TBMM Başkanı Mustafa Şentop, "1946'daki usulsüzlükler hariç çok partili siyasi hayata geçtikten sonra Türkiye bütün seçimlerini şaibesiz, şeffaf ve adil bir biçimde gerçekleştirmiş, milletin iradesi bu seçimler neticesinde ortaya çıkmıştır. 14 Mayıs'ta gerçekleşecek seçimlerin de bugüne kadar olduğu gibi adil ve şeffaf bir biçimde yapılacağından kimsenin kuşkusu olmamalıdır" dedi.

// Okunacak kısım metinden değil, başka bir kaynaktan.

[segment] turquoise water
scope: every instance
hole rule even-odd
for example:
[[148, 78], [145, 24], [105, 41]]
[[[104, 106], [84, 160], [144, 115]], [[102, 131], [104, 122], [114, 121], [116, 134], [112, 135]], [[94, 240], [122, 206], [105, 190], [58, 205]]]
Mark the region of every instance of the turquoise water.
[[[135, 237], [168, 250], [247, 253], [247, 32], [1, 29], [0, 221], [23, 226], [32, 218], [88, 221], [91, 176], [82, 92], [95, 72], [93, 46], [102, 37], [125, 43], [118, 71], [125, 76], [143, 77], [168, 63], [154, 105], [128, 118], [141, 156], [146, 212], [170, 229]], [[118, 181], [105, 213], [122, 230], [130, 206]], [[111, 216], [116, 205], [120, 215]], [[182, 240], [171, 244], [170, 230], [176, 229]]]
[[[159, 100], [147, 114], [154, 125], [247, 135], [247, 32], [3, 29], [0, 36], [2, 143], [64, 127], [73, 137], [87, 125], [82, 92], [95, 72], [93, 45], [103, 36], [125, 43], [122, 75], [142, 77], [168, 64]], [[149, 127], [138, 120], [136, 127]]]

TBMM Genel Kurulu, Meclis'in 103'üncü açılış yıl dönümü ve 23 Nisan Ulusal Egemenlik ve Çocuk Bayramı dolayısıyla Meclis Başkanı Mustafa Şentop başkanlığında özel gündemle toplandı. Genel Kurulun açılışında saygı duruşundu bulunuldu. Açılışta konuşan TBMM Başkanı Şentop, 6 Şubat'ta meydana gelen deprem felaketini hatırlatarak, "50 bin canımızın hayatını kaybettiği, 108 bin kardeşimizin yaralandığı asrın felaketi saydığımız depremler sebebiyle yüreğimiz buruk, gönlümüz yaslı. En büyük tesellimiz, devletimizin bütün kurumlarıyla depremden zarar gören vatandaşlarımızın yaralarını sarmak, yeni yaşama imkanlarını oluşturmak için gösterdiği olağanüstü çabadır. İnşallah, bu acı hadisenin izlerini silmek, 11 ili etkileyen depremlerin yıkıma uğrattığı şehirleri daha güçlü bir biçimde ayağa kaldırmak için gösterilen gayret en kısa sürede neticelerini verecektir. Devletimizin bu konudaki kararlılığı, hazırlığı ve gücü tamdır" dedi.

'HAYATİ BİR SEÇİME GİDİYORUZ'

Ardından 14 Mayıs'ta yapılacak seçimleri hatırlatan Şentop, "Türkiye olarak hayati önemde bir seçime gidiyoruz. Evvelemirde bu seçimin memleketimiz ve milletimiz için hayırlı neticeler vermesini temenni ediyorum. Bu temenniyle birlikte şu hakikati de ifade etmeye mecburum; 1946'daki usulsüzlükler hariç çok partili siyasi hayata geçtikten sonra Türkiye bütün seçimlerini şaibesiz, şeffaf ve adil bir biçimde gerçekleştirmiş, milletin iradesi bu seçimler neticesinde ortaya çıkmıştır. 14 Mayıs'ta gerçekleşecek seçimlerin de bugüne kadar olduğu gibi adil ve şeffaf bir biçimde yapılacağından kimsenin kuşkusu olmamalıdır. Türkiye'nin siyasi birikimi ve demokratik tecrübesi bunu gerektirmektedir. 14 Mayıs'ta gerçekleşecek seçimin ülkemiz adına önemli bir eşik anlamı taşıdığına şüphe yoktur. Bu seçim, dünyanın ve bölgemizin derin çalkantılarla ve altüst oluşlarla sınandığı bir dönemde gerçekleşmektedir" diye konuştu.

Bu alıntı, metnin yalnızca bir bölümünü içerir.